That means it's the day your living room is filled with empty boxes, right? I was a bit busy yesterday to find time to post my writing, but this morning I have the time. It snowed--again--and I don't really do that whole crack of dawn, rugby scrum bargain shopping thing. Although I suppose I could have gone to pick up a new laptop. I'd like a new laptop. If I had the cash for it. Which I don't. So I won't go looking for one. Well, that takes care of needing to go out today. Guess I'll stay here, do the laundry, eat cookies, party mix, and English toffee, and knit or Wii bowl.
December 24--Write about a fire. The logs were stacked precisely like Lincoln Logs. They made a square chimney. She had combed the woods surrounding the stacked limestone circle of the council ring to find dry twigs and grasses to use for kindling. She had carried an old galvanzied watering can, minus its sprinkler head, down from the cottages built in the clearing. The can was heavy with water and it sloshed a bit leaving a wet mark on her old jeans. A couple trips to the shelter halfway up the trail and she had a nice pile of split firewood off to the side and a nice armload of smaller pieces to feed the fire after the kindling caught. She worked alone and in silence. It had been an eventful morning in her writing class and she decided after lunch to spend the afternoon outside in the crisp autumn sunshine. The wind in the trees and the murmur of the waves as they collapsed on the rocks at the base of the bluff soothes her troubled mind and the silent work of making the fire ready for that evening's bonfire assured her that even if the words wouldn't come, the beauty of this place could heal most of the hurts of her everyday life.

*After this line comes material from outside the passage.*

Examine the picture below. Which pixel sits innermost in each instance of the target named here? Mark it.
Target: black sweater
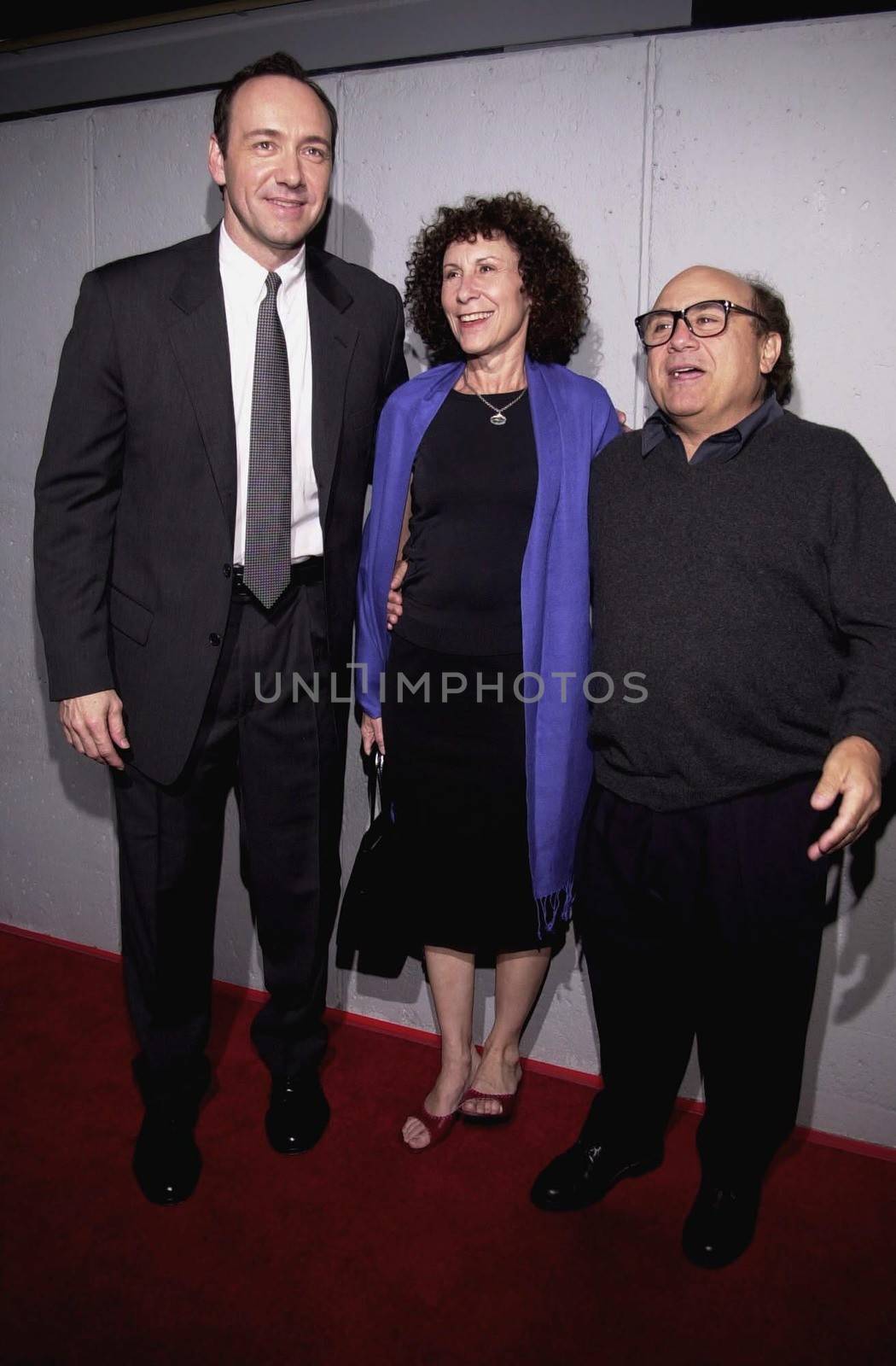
(759, 598)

December 25--We ate Chinese. In my family take-out Chinese food was like medicine. If you borught home a note from your teacher Mom trusted that an egg roll and a cardboard carton of roast pork fried rice would set things right. A bad report card or failing a test called for sterner medicine--crab rangoons and egg foo yung would be prescribed. For really bad things, like breaking a window in Mrs. Stein-across-the-street's living room with a baseball or giving one of your bratty little twin brothers a black eye, a trip to the Mandarin Garden with its bright pagoda paintings and red chrome and formica booths was the remedy. Convalescing from a cold? Egg drop soup and a handfull of fortune cookies washed down by over-fizzy Fanta orange soda was just the thing to make you feel better. I learned from an early age that there was very little in life that couldn't be cured by a few cartons of stir fried meat and veggies and a bit of sticky rice.
Neither are great literature, but I'm just happy, as always, that I wrote. Hope everyone's Christmas was merry and bright. If not, have a nice sulk.